Şu anda bana ‘Başarılımısın’ diye sorarsanız, ‘Hayır’ derim. Çünkü ben başka, hoca başka, futbolcu başka, taraftar başka kafada. Tek beyin olmayı henüz gerçekleştiremedim. Önce gelir ve giderimizi denkleştirmeyi hedefliyorum. Alt yapıdan 7 genç futbolcuyu A takıma yükselttik. 3-5 yıl sonra paraya pula önem vermeyen, yüreğiyle oynayan kendi çocuklarımızla mücadele ederiz.

İdolümüz İlhan Cavcav

Kendimize İlhan Cavcav’ı idol seçtik. Gittik kendisiyle görüştük. Sayın Cavcav’ın sayesinde Gençlerbirliği’nin kasasında bugün 70-80 milyon dolar var. Alt yapılarını, spor okullarını kurmuş, Hacettepe’yi alıp ikinci takım yapmış. İlhan Cavcav şanslı zira onun baskıcı ve nemalanmak isteyen bir taraftar kitlesi yok. Göztepe taraftarı üst liglerde avantajken alt liglerde büyük bir handikapa dönüşmüş. Bugün üst lige çıksak evlerindeki birçok taraftar, ‘Biz doğuştan Göztepeliyiz’ diye ortaya çıkacak. Hele Süper Lig’e bir çıkalım, binlerce insan “Biz dededen Göztepeliyiz, buradan Yunanı denize döktük’ diye ortaya çıkacaktır. O gün geldiğinde, eminim ki 100 kişi Göztepe’nin başkanlığını yapmak için ortaya çıkacaktır, “Biz olsak Göztepe’yi Şampiyonlar Ligi’nde oynatırdık” diyecektir.

Haberin Devamı

Kimse destek vermiyor

İyi bir Göztepe yaratabilmek için İzmir’in ileri gelenlerinin el ele vermesi, tek beyin tek vücut olması gerekiyor. Kiminin maddi kiminin manevi desteğini sunması gerekiyor. Ama ne Vali, ne belediyeler, ne odalar, ne işadamları, ne bu ilden seçilen milletvekilleri, hiç kimse elini taşın altına sokmuyor. Bütün yük bizim omuzlarımızda. Biz buna da razıyız ama bari bu taraftar adı altındaki çıkar grupları paçamıza yapışmasa...

Buyursunlar gelsinler

Ayrıca kulübü yönetmeye talip birileri varsa gelsinler konuşalım. Ben buna da açığım. Bu şirket bizim olabilir ama bizden daha iyi başaracak biri çıkarsa, “Buyrun yap” der, onların vaadlerini tutmasını bekleriz. Ancak hiç kimse buna talip değil. Durup durup bize sadece, “Siz iyi yönetemiyorsunuz” deniliyor. “Al sen iyi yönet” dediğimizde ortalıkta kimseler olmuyor.
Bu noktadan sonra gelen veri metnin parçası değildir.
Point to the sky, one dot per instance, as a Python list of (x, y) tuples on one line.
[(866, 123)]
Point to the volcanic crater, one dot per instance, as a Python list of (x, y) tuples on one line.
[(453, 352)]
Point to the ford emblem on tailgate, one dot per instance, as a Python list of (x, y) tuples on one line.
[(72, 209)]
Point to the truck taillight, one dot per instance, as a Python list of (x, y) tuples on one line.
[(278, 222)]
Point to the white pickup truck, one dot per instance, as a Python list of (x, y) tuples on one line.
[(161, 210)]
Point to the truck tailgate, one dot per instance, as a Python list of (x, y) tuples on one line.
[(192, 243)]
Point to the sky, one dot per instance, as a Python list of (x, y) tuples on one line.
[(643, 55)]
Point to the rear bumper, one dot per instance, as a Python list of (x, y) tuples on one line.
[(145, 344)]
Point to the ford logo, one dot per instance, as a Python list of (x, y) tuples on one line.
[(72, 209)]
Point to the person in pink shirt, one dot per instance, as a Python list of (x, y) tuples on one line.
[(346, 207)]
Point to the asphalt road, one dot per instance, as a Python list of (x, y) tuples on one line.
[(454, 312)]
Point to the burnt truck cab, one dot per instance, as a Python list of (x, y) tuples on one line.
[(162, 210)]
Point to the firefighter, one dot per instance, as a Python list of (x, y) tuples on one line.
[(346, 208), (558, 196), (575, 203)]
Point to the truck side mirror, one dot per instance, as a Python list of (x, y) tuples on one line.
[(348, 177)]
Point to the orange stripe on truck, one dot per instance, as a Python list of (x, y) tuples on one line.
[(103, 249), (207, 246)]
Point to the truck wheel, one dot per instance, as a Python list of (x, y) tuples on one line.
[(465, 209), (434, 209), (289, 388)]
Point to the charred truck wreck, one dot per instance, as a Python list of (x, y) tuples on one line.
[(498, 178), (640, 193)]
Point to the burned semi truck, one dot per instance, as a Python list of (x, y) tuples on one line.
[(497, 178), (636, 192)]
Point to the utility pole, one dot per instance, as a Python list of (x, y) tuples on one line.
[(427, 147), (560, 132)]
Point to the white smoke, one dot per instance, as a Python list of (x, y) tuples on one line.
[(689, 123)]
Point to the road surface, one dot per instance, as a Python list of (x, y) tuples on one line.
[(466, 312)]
İzmir sürekli hayal üretiyor

İzmir’de futbol çok tuhaf gelişmiş. 40 yıl önceki statta maç yapılıyor. Üzerine bir çivi dahi çakılmamış. Her şey çok kötü. Tuvaletleri kötü, zemin kötü. Ailecek gidilip maç izlenebilecek stat yok koca İzmir’de. Bu yüzden futbol arenası şenlik yeri olmaktan çıkmış, kavga yerine dönmüş. Kendi kimliğini bulamamış birçok kişi takımla kendini bir yerlere yerleştirme çabasında. İzmir hayal üretiyor, sonra hayali gerçek sanıp peşinden koşan insanlar oluşuyor. Hayal kurmakta birinci, gerçeğe dökmekte ise sonuncu bir kent.

Şiddet olmaması şart

Göztepe-Karşıyaka rekabeti İzmir’de futbolu var ediyor. İki takımın taraftarları da bol bol hayal kuruyor ama bu hayal gerçeğe bir türlü dönüşmüyor. Rekabet güzel birşey ancak İzmir’i ileriye taşıması için şiddet olmaması gerekiyor. İzmir’in sakin halkı futbolda bir başka kimliğe bürünüyor. Bu çok sevdiğim İzmir’i, İzmirli’yi futboldan soğutma operasyonu gibi.

Haberle ilgili daha fazlası:

BAKMADAN GEÇME!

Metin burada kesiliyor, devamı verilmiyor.